Should Reata leave Sundance Square, the restaurant will follow the exodus of many retail stores and restaurants that have left the 35-square-block entertainment district. Earlier this year, Sundance Square’s website listed 40 businesses that were open and 47 that had closed. The map with those listings has since been removed from the Sundance Square website.

Ed and Sasha Bass recently announced a competition called the Next Big Idea. Its aim is to identify “passionate entrepreneurs” who could operate their budding businesses in space previously leased by national brand retailers such as The Loft, Jos. A. Bank, White House/Black Market and restaurants such as 5 Guys Hamburgers, Taco Diner and Pizzeria Uno.

“We haven’t given up on the idea of (Reata) staying in Sundance Square,” said Andy Taft, president of Downtown Fort Worth Inc. “We will do whatever it takes to help them stay downtown.”

Bob Jameson, president and CEO of Visit Fort Worth, said, “Reata has been an important part of Fort Worth’s history and will continue to be because the restaurant reflects Fort Worth’s heritage. We’re used to them being downtown, and it’s hard to think of them not being there.”

Fort Worth’s Reata is the second restaurant opened by the Micallef family.

The original restaurant opened 27 years ago, 463 miles west in Alpine, Texas.

“Reata was borne out of one rancher’s desire to get a good meal,” Micallef said in a statement. A year later, friends convinced the rancher, Mike Micallef’s father Al, to open a second restaurant in Fort Worth.

“Everyone told him no one could operate a successful restaurant in downtown Fort Worth … 35 stories high … in an office tower with a parking garage operated by a bank! Good thing this rancher wasn’t much for listening to naysayers,” Micallef said.

The restaurant was an immediate success.

“Yes, Dad, you were right,” Micallef said. “There I said it.”

Six weeks after a deadly tornado on March 28, 2000, devastated the former Bank One Tower where Reata was located, the restaurant re-opened and was the only business operating in the skyscraper.

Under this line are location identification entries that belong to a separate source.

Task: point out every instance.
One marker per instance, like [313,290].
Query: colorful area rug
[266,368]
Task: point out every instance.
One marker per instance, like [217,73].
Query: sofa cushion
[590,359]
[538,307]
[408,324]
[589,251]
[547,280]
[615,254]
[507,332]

The damaged building finally closed in February 2001 and Reata moved the following year to the former Caravan of Dreams space in Sundance Square, a 20,000-square-foot, four-story building that includes a rooftop bar, geodesic dome and patio dining.

Also in 2002, Reata opened a catering business and started its first pop-up restaurant at the Fort Worth Stock Show & Rodeo. The partnership has continued with the Stock Show & Rodeo and has expanded to three locations, Micallef said.